“You’re not less,” he’d say firmly. “You hear me? You’re not less.”
By my teenage years it was clear there would be no miracle cure.
Most of my life happened inside my room.
Tom turned that room into a whole world.
Shelves within reach. A strange tablet stand he welded together in the garage. On my twenty-first birthday he built a planter box by the window and filled it with herbs.

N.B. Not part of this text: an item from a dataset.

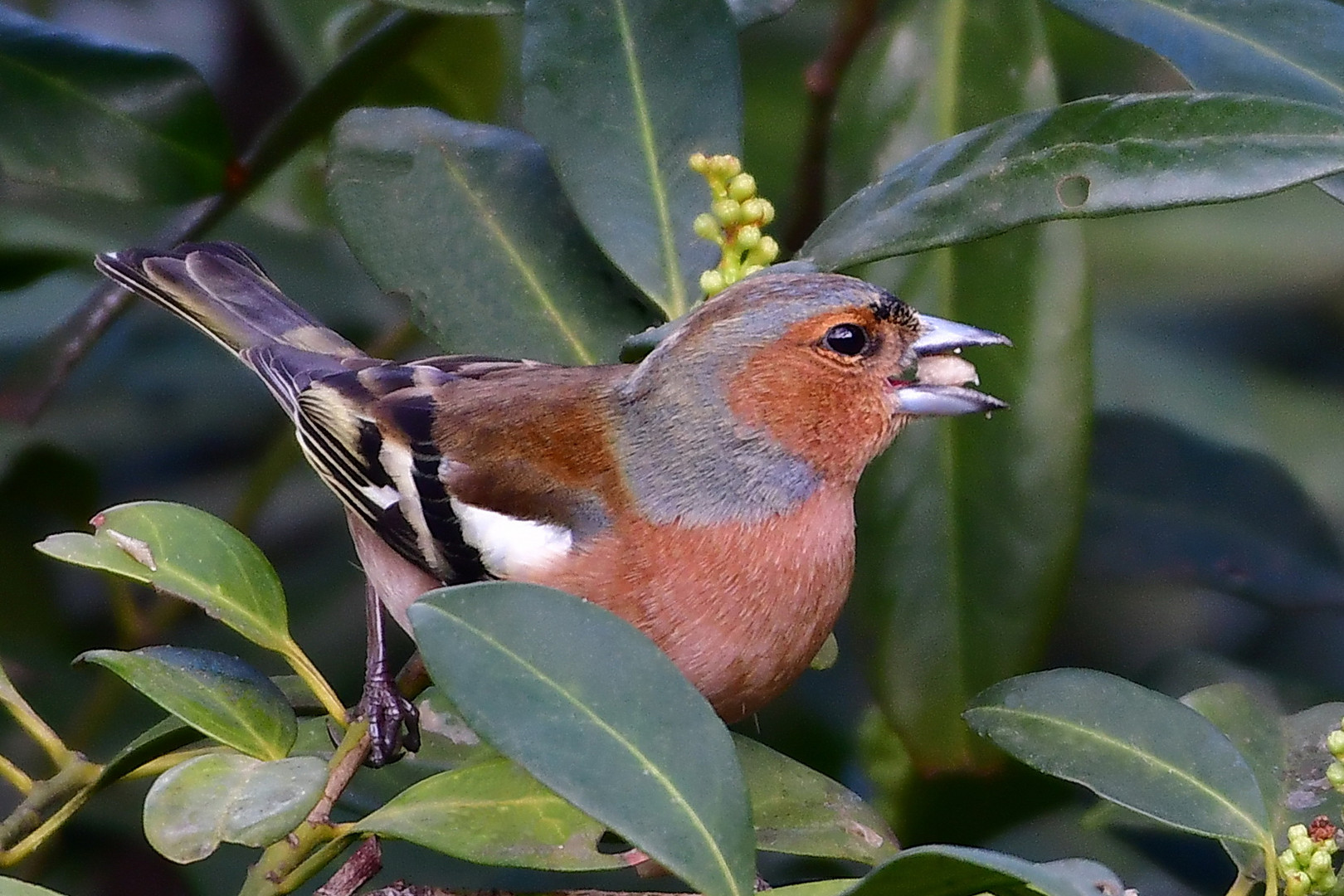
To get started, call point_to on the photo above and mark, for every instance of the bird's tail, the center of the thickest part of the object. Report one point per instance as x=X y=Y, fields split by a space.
x=222 y=290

“So you can grow that basil you yell at on cooking shows,” he said.
I burst into tears.
“Jesus, Emily,” he said nervously. “You hate basil?”
“It’s perfect,” I cried.
He turned away awkwardly. “Yeah… well, try not to kill it.”
Then he started getting tired.
At first it was small things—moving slower, sitting halfway up the stairs to catch his breath, burning dinner.
“I’m fine,” he insisted. “Just getting old.”
He was fifty-three.
Mrs. Rodriguez finally cornered him in the driveway.
“You see a doctor,” she ordered. “Don’t be stubborn.”
Between her pressure and my begging, he went.
After the tests, he sat at the kitchen table with papers under his hand.
“What did they say?” I asked.
He stared past me.
“Stage four,” he said quietly. “It’s everywhere.”
“How long?” I whispered.
He shrugged. “They said numbers. I stopped listening.”